Saturday, February 6, 2010
Religion: the new Homeopathy?
In relation to the recent homeopathy thread, a parallel was drawn between supporting homeopathy and following religion. This seemingly appropriate parallel was employed by several ‘allopaths’ to demonstrate that people will indeed believe any old crap, without rhyme or reason. It was also employed, off-thread, to call for a less combative approach towards the ‘homeopaths’ (both groups named purely for convenience).
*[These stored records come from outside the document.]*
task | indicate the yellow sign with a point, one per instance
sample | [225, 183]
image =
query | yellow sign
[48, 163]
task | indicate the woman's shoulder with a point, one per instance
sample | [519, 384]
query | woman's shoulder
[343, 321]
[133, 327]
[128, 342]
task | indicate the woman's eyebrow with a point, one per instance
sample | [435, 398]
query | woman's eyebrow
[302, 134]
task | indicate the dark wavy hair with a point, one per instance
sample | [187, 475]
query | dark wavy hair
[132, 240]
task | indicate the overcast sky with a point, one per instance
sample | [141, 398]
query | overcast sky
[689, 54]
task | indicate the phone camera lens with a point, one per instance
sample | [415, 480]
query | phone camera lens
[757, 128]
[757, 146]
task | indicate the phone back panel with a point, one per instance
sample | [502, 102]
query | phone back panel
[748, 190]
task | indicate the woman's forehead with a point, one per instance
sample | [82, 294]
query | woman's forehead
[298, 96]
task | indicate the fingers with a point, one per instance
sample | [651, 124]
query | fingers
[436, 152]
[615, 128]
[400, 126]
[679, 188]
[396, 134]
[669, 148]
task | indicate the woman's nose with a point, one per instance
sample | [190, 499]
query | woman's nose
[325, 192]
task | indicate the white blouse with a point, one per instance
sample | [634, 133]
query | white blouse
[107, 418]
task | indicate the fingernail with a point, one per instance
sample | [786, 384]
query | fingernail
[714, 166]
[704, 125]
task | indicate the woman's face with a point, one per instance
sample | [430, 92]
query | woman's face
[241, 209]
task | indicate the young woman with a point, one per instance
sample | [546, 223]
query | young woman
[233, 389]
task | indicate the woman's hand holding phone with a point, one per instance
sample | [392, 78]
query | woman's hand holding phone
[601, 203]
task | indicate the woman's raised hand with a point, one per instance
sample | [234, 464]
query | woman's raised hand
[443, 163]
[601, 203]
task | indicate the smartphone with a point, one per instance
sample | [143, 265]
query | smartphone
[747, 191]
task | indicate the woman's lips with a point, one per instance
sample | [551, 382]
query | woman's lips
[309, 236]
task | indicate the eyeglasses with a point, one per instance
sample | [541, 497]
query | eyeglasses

I do not believe that the parallel is accurate. Those who have noticed that my woolly-minded Methodism combines with an antipathy towards homeopathy will no doubt be thinking “well, she would say that, wouldn’t she?”, but bear with me.
It is probably more accurate to say that the parallel is not wholly accurate, but there may be some mutually applicable principles.
Firstly, faith does not require payment. Payment is often involved, certainly, but this is, normally, voluntary (I should give), or, at most, a moral imperative (you should give), rather than ‘a price’ (you must give).
Secondly, faith does not require a rejection of commonly accepted science relating to the material world.
In relation to the former, of course, there are religious organisations that set a price for receiving a spiritual benefit. There are also strands of religion that reject science, whether this is faith healing or young-earth creationism. Both of these give strength to the parallel but neither are, as large numbers of religious people, including me, demonstrate, necessary requirements of faith.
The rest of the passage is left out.